GARAGE by Jeb R. Sherrill
GARAGE by Jeb R. Sherrill
(First Place Winner)
“It’s almost Christmas,” Mom beamed.
Dad’s spoonful of cereal stopped midway to his mouth. I tried not to make eye contact with either parent, choosing instead to spread cream cheese on my toasted bagel.
“Isn’t that wonderful,” Mom added, when neither of us said anything. “And I was thinking,” she continued after another pause, eyes sparkling, hands clasped in excited glee, “it might be time to bring out the decorations.”
I took a bite of my newly coated bagel. The soft crunch of incisors through crispy goodness was the only sound. Dad’s eyes glazed over. Mom continued, undaunted.
“This afternoon is perfect,” she said, glancing around with her peroxide-whitened smile. “I’m really looking forward to the lights. The sleigh. The reindeer of course. The Santa. Oh, and if you two can find it, I’m really hoping to put the inflatable snow globe in the middle of the yard this year.”
Dad brought the spoon to his mouth and chewed his soggy cereal. I put down my half-eaten bagel and folded my arms on the table.
“Fantastic,” my mother said. “Then I’ll just leave it to you strapping lads.” She gave one of those sideways fist-pumps that only mothers can do, the ones we all thought had died a horrible death back in the 1950s, and she left the room as if making for the all-important laundry.
I looked up. Dad’s gaze met mine. He looked back down and shook his head. “Rick. Get the gear,” he said with a deep sigh. “I’ll get the flashlights.”
The door opened into the garage with an ominous shriek. I recalled a pair of fluorescent bulbs once gracing the ceiling and flooding the area below with a sickly green haze, but now it lay in darkness. The bulbs had met a bitter end at least six years before, and even if they hadn’t, none of us could remember where the switch had once been.
Dad clicked his headlamp on, and I did the same.
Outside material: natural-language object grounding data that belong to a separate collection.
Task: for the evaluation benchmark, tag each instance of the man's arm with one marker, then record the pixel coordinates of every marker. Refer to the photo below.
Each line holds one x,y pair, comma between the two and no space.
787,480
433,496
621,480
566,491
Together we looked out over the maddening landscape that was the garage floor, or would have been if a single square inch had shown through the ten-foot high strata of layered junk. We’d named them after various prehistoric eras. Neither of us could remember what lay in the Paleozoic, but as far as we knew, most decorations resided somewhere between the Cenozoic and Jurassic layers.
I looked over as the click-clicking of Dad’s body harness sounded beside me. “Did you bring enough line?” I asked, as I pulled on my own harness and tightened it into place.
Dad shrugged. “Three hundred feet. If that doesn’t do it…”
“We abort?” I said hopefully.
Dad shook his head and clipped a figure eight to his main carabiner. “Your mother will never forgive us if we don’t get that Santa.”
I nodded. What else could I do? Dad avoided my gaze as he pulled back the string on his 500lb pull crossbow.
He was thinking about Gary. I could tell by the way he kept glancing at the entrance to a half-blazed trail that began a few feet away. Two years ago, we had tried the unthinkable, a land journey that had ended in disaster.
It seemed logical enough. Less dangerous. Instead of the usual aerial assault, we’d hack and burrow our way through the mountains of accumulated junk. Long story short, Gary lost his way somewhere between board games and Aunt Chelna’s crocheted garments. We tried to go after him, but the garage had swallowed him whole, his final scream squelched by mountains of pink yarn.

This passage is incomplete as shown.